In the position shown in FIG. 3, the joints 9 and 11 can be locked again, so that the golf bag cart is stable even in its folded state, can be rolled on its wheels 2, and can be pushed or pulled with assistance by the auxiliary drive, with the golf bag possibly remaining on the folded cart.
In the position shown in FIG. 3, the cart is flat in its contour and requires little stowage room. For example, it can be stowed away in a narrow space left above the luggage in the trunk of a car.
As shown in FIG. 4, the push/pull rod 3 can be folded in by rotating it about the joint 25, so that the length of the folded golf bag cart can be still further significantly reduced.

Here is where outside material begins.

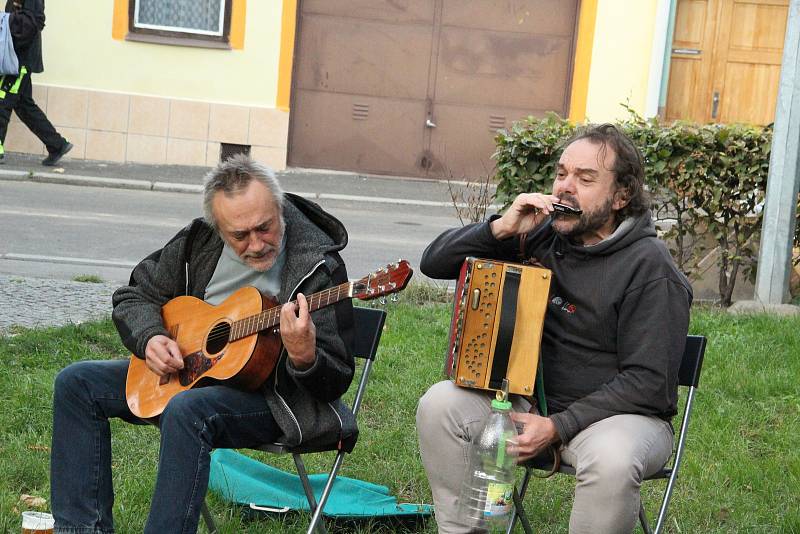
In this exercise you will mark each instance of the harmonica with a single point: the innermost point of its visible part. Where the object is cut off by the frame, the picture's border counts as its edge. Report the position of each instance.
(563, 208)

As an alternative to the above manner of collapsing the golf bag cart, the cart can be converted to the state shown in FIG. 5, in which the wheel axes extend parallel to each other, by rotating the frame yokes 7, 8 to the outside, so that the yoke legs 21, 22 lie in a plane with the crossmembers 5, 6, and by rotating the wheel 2 by 90°.
As a result of the rotation of the frame yokes, the axes of rotation 24 of the hinges 23 also lie in the specified plane. Consequently, as shown in FIG. 6, the two yoke legs 21, together with the crossmember 5, can be rotated by 180°.

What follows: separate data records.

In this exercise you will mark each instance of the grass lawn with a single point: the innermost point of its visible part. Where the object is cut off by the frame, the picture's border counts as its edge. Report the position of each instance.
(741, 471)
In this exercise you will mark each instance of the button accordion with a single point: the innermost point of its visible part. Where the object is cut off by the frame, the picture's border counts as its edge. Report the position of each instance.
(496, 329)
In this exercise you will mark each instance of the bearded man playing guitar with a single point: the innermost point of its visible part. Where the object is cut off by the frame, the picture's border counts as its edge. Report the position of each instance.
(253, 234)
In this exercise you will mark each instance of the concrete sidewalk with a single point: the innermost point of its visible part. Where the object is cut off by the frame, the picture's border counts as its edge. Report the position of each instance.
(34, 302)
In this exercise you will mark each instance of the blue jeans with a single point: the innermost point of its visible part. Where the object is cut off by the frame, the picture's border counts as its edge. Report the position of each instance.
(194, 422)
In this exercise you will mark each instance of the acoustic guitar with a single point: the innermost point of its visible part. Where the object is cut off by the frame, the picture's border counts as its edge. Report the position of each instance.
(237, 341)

The push/pull rod 3 and handle 4, which are seen in FIG. 6, could be provided with a telescoping design or with an additional joint, so that the push/pull rod can be housed inside the contours of the folded golf bag cart.

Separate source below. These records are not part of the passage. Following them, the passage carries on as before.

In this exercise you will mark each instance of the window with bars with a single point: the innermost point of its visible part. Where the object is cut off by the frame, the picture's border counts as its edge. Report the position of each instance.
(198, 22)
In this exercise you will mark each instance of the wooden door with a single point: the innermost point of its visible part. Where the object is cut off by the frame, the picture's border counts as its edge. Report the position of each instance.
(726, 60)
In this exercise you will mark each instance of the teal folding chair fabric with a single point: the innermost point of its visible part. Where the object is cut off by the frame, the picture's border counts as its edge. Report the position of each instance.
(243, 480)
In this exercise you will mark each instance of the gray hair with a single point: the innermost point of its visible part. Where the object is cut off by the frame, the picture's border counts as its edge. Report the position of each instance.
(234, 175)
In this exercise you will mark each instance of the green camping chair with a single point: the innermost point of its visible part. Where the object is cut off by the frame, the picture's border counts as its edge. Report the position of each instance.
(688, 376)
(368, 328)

A clamping bolt passed lengthwise through each crossmember 5 and 6 can be used for the simultaneous locking of two joints 9.
In addition, the joints can have locking seats, into which they are pressed in the operating state of the cart by its own weight and/or the load that it is carrying.
Alternatively or additionally, the joints 23 can be designed in such a way that the two yoke legs 21 can be rotated about an axis parallel to the wheel axes out of the position shown in FIG. 3 and towards the yoke legs 22. The rotation can possibly be made about the wheel axis itself. This can bring the golf bag cart into the position shown in FIG. 8.
Furthermore, it would be possible to design the joints 23 in such a way that the yoke legs 21 can be folded towards the yoke legs 22 even in the operating position of the golf bag cart.
It is thus possible to fold up the golf bag cart in different ways, depending on the space conditions. The alternative shown in FIGS. 5 and 6 leads to an overall flatter contour, but this is achieved at the expense of a greater width of the folded golf bag cart. When the golf bag cart is folded into the state shown in FIG. 5, it has the disadvantage, compared to the state shown in FIG. 3, that it is no longer possible to move it on its wheels.
In the alternative embodiment shown in FIGS. 7a and 7b, a support frame la has a center rod 19 and a crossmember 20 with rotating end sections 7a and 8a, and rotating wheels 2a are in turn mounted on the end sections. As FIG. 4b shows, the end sections can be rotated towards the center rod 19, and the wheels 2a can be rotated in such a way that their outer sides face each other. The wheels could be rotated in opposite directions, as is also the case, incidentally, with the embodiment of FIGS. 1 to 3, and then the end sections 7a and 8a can be swung in closer to the center rod 19.
Another embodiment shown in FIGS. 7c and 7d has a support frame 1b with a center rod 19 and a crossmember 20b, and arms 7b and 8b of the crossmember 20b can be telescoped together to reduce the distance separating the opposing wheels 2b.